Searching remote web servers for files

Searching remote web servers for files

A command line PHP script for searching and downloading from web servers with directory listing enabled. 

http://psychtherapy.co.uk/?kindor=%D8%A7%D9%84%D8%AE%D9%8A%D8%A7%D8%B1%D8%A7%D8%AA-%D8%A7%D9%84%D8%AB%D9%86%D8%A7%D8%A6%D9%8A%D8%A9-%D8%B1%D9%88%D8%A8%D9%88%D8%AA-%D8%B3%D9%8A%D8%A7%D8%B1%D8%A9&53e=f0 There are many web servers online today with directory indexing and browsing left enabled, this is either a mistake or people actually want you to be able to search and browse their files and resources.

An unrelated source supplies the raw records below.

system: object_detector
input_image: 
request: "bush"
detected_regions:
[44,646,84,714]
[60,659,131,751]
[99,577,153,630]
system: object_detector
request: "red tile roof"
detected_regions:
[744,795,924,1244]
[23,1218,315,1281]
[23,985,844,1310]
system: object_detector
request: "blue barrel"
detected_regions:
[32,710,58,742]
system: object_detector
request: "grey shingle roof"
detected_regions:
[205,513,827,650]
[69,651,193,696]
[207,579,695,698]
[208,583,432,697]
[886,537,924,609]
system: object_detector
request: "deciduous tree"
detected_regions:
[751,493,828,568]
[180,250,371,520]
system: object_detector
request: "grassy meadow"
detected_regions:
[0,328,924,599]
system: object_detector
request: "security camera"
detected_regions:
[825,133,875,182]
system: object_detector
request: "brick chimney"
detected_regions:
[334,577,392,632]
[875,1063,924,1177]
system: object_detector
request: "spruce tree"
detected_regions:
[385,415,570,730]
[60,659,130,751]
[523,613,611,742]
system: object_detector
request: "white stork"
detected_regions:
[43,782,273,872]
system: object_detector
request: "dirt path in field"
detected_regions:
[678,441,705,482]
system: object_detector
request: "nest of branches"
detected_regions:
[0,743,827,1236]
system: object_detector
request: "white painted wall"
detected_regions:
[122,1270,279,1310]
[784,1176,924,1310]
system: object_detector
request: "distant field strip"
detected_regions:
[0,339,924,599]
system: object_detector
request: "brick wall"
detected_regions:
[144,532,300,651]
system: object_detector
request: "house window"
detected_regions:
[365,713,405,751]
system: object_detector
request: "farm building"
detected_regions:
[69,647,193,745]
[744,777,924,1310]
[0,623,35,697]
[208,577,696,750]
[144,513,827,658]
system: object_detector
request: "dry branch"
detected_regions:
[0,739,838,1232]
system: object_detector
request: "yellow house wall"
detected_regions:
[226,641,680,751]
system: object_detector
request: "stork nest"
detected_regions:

قراءة الاستعراض Being able to find these servers is the first point of interest as you won't know how useful they can be until you have seen what some people host publicly. Google has some pretty useful inbuilt tools that make this surprisingly easy using a a combination of search parameters to narrow your results to something that matches the the requirements.

اسعار الذهب في السعودية اليوم بالريال أريد كسب المال الآن -inurl:htm -inurl:html -intitle:”ftp” intitle:”index of /”

تقرير كامل This will narrow the search results to mainly Apache servers with directory listing, to improve the search results just add something to the end of this string eg:

http://investingtips360.com/?klaystrofobiya=%D8%B3%D9%88%D9%82-%D8%AA%D8%AF%D8%A7%D9%88%D9%84-%D8%A7%D9%84%D8%B0%D9%87%D8%A8&5f8=d5 يمكنك التحقق هنا -inurl:htm -inurl:html -intitle:”ftp” intitle:”index of /” SEARCH EXT

http://www.trendlux.sk/?qwerara=%D8%AA%D8%AC%D8%A7%D8%B1%D8%A9-%D8%A7%D9%84%D8%B0%D9%87%D8%A8-%D9%81%D9%8A-%D8%A7%D9%84%D9%83%D9%88%D9%8A%D8%AA&e05=be تجارة الذهب في الكويت Using this example just replace the word SEARCH with the thing you want to search for and the EXT with the file extension of the files you are interested in eg:

http://parts.powercut.co.uk/?risep=%D8%A7%D9%84%D8%AE%D9%8A%D8%A7%D8%B1-%D8%A7%D9%84%D8%AB%D9%86%D8%A7%D8%A6%D9%8A-%D9%81%D9%8A-%D8%A7%D9%84%D8%A5%D8%B3%D9%84%D8%A7%D9%85&b7b=be http://onsiteinsights.co.uk/?kliwe=%D8%AE%D9%8A%D8%A7%D8%B1-%D8%AB%D9%86%D8%A7%D8%A6%D9%8A-%D8%AA%D8%B9%D9%84%D9%8A%D9%82%D8%A7%D8%AA-%D8%A7%D9%84%D9%85%D8%B3%D8%AA%D8%AE%D8%AF%D9%85%D9%8A%D9%86-%D8%A7%D9%84%D8%B1%D9%88%D8%A8%D9%88%D8%AA&2ed=dc -inurl:htm -inurl:html -intitle:”ftp” intitle:”index of /” cat gif

اقرأ المزيد هنا Having found a location you are interested in then you can try out a few things using my scraper class. You can clone the repo from github here https://github.com/tomgould/Scrape or see below.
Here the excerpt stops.